Economic abroad continue to look favorable for California exporters. China’s economy is expanding, and growth prospects in much of Europe are improving. And, although the process of renegotiating the terms of the North American Free Trade Agreement are formally underway, there appears little reason to expect that U.S. trade with Mexico and Canada will be disrupted, at least in the short-term.

For California and other states whose industries are closely linked to the economies of the Far East, the main concern right now lies with the security threat posed by North Korea and the danger it presents to transpacific trade. For the time being, President Trump has been soft-pedaling his customary complaints about America’s trade deficit with China in the hope that Chinese President Xi will rein in the belligerence of Kim Jong-un’s regime in Pyongyang. If there is insufficient progress on that front, Trump may retreat to the hardline position he embraced toward China during last year’s election campaign, which could have a chilling effect on transpacific trade.

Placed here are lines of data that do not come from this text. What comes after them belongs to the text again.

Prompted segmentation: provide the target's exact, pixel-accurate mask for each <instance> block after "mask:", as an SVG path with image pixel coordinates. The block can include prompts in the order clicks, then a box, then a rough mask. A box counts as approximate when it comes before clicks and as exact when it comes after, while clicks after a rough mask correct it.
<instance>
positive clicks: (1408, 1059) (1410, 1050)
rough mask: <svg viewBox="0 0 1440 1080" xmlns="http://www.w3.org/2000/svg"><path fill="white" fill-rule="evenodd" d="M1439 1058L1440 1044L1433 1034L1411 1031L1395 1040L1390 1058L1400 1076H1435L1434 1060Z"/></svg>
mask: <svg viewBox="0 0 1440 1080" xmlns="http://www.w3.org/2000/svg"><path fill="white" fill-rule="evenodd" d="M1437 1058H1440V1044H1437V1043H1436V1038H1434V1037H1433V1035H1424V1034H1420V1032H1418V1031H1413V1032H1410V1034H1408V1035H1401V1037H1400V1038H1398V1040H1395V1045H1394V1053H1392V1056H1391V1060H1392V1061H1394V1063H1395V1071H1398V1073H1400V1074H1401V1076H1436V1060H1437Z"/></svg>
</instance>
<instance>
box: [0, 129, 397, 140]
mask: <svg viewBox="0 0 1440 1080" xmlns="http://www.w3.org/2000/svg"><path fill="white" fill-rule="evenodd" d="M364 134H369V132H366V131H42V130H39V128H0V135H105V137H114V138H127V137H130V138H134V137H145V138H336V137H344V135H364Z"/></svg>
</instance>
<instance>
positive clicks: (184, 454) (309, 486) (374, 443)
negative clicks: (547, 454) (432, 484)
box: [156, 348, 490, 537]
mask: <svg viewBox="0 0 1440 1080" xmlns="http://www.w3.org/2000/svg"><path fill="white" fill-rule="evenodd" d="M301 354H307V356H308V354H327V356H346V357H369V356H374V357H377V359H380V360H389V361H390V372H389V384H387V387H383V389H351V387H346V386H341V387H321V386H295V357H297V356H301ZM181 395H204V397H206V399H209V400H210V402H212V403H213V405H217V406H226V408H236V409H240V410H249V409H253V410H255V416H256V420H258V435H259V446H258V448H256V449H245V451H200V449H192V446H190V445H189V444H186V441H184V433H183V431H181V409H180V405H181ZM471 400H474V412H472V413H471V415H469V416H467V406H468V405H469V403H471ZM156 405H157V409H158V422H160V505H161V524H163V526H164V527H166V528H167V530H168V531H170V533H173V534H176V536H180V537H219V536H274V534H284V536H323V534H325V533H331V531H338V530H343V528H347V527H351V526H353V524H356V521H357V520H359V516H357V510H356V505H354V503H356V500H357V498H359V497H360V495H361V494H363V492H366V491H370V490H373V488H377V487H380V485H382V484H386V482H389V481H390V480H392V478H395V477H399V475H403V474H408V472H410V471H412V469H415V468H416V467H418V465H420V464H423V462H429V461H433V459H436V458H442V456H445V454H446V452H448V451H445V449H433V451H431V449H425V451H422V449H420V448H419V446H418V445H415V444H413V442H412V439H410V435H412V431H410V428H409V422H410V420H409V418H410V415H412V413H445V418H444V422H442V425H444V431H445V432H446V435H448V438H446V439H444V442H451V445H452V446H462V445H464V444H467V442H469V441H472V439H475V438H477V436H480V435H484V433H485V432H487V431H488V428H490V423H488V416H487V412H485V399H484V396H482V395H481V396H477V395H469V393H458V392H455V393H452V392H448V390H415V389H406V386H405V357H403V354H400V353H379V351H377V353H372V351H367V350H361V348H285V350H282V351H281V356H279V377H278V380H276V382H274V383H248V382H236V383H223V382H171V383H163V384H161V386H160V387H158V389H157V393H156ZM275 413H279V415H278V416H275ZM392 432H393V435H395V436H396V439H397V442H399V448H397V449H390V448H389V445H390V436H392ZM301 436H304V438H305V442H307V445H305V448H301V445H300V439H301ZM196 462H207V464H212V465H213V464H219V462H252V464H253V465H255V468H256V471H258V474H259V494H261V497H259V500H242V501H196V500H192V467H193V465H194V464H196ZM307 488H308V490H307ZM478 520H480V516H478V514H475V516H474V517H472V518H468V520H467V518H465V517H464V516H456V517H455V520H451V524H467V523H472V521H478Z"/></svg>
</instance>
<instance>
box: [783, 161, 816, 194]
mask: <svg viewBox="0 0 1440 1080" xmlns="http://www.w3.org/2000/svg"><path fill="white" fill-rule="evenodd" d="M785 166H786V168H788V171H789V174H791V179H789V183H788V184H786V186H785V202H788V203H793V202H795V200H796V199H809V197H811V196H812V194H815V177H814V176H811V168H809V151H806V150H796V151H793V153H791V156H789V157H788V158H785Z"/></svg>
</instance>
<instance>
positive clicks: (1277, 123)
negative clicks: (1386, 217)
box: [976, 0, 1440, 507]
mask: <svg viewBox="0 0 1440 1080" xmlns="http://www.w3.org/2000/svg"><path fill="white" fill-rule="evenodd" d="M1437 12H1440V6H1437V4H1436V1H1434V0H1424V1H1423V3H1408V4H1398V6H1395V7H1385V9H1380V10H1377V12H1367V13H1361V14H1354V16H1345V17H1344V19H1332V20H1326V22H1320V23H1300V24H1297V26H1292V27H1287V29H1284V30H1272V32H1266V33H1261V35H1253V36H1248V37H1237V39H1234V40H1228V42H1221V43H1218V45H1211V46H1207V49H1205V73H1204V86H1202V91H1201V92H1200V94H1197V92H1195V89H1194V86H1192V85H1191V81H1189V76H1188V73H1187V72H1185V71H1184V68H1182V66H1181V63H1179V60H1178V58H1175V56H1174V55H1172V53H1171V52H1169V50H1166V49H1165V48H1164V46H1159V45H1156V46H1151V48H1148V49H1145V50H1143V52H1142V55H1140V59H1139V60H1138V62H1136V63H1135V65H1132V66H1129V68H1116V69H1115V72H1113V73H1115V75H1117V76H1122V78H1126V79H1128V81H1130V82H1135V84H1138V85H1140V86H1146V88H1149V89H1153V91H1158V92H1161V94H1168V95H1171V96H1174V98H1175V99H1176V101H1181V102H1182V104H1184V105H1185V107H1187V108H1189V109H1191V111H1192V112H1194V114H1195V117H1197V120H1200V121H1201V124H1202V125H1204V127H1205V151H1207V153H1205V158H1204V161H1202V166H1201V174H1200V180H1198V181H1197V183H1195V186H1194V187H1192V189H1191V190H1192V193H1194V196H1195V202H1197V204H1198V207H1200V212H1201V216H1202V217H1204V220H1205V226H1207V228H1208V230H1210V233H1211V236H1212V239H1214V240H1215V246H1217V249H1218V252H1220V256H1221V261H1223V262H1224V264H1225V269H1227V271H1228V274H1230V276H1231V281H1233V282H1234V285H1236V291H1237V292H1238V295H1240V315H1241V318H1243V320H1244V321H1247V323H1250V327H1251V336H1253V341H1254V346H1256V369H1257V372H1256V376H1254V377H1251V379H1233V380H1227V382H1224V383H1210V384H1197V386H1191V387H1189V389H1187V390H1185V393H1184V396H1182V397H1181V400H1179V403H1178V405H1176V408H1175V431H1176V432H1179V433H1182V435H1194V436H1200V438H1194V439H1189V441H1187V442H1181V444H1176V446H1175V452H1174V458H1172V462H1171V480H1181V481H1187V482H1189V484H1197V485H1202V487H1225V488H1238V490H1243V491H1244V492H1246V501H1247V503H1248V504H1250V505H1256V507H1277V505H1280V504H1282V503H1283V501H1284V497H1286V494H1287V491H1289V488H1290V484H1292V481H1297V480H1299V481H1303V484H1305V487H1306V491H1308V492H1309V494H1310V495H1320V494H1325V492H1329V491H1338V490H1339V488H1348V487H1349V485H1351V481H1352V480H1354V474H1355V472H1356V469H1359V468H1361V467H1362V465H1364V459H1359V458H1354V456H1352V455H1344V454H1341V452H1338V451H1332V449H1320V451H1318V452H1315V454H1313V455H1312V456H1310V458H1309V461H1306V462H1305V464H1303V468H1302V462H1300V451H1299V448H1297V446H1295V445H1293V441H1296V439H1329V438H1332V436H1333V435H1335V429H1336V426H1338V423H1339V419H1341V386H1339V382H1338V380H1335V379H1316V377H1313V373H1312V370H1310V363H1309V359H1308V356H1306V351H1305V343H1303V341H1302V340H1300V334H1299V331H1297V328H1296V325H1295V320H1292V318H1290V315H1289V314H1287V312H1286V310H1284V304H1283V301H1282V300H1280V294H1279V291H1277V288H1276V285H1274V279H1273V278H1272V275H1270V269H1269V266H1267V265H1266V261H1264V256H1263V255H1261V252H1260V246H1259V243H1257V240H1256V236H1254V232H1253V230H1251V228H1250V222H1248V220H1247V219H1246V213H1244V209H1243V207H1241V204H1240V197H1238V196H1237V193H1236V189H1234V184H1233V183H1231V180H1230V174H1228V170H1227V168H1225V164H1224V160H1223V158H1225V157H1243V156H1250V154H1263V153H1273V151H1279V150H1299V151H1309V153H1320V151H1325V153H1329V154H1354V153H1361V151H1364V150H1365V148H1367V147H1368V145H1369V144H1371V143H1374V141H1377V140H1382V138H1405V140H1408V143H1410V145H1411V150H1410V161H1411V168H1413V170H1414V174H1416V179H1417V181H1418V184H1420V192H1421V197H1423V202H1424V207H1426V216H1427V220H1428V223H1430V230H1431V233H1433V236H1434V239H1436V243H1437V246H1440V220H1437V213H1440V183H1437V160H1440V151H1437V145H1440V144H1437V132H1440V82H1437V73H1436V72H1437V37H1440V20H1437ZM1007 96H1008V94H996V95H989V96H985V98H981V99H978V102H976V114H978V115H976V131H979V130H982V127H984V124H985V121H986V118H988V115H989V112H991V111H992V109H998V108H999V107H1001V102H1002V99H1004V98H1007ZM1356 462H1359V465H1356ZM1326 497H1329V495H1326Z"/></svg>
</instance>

Note: The U.S. Commerce Department has been publishing state-of-destination import statistics since 2008. Beacon Economics has long felt that state import data provide a highly misleading indication of the state in which imported goods were ultimately consumed. As a major gateway for the nation’s foreign trade, California has consistently been credited with an out-sized share of U.S. merchandise imports. However, we now believe that the process by which state-of-destination import statistics are compiled has become stable enough to be used to measure relative increases or decreases in the value of imported goods consumed or otherwise used by residents or businesses located in California. We emphasize that we are primarily interested in determining trends. We continue to think it highly inadvisable to combine state export and import statistics to calculate a state trade balance.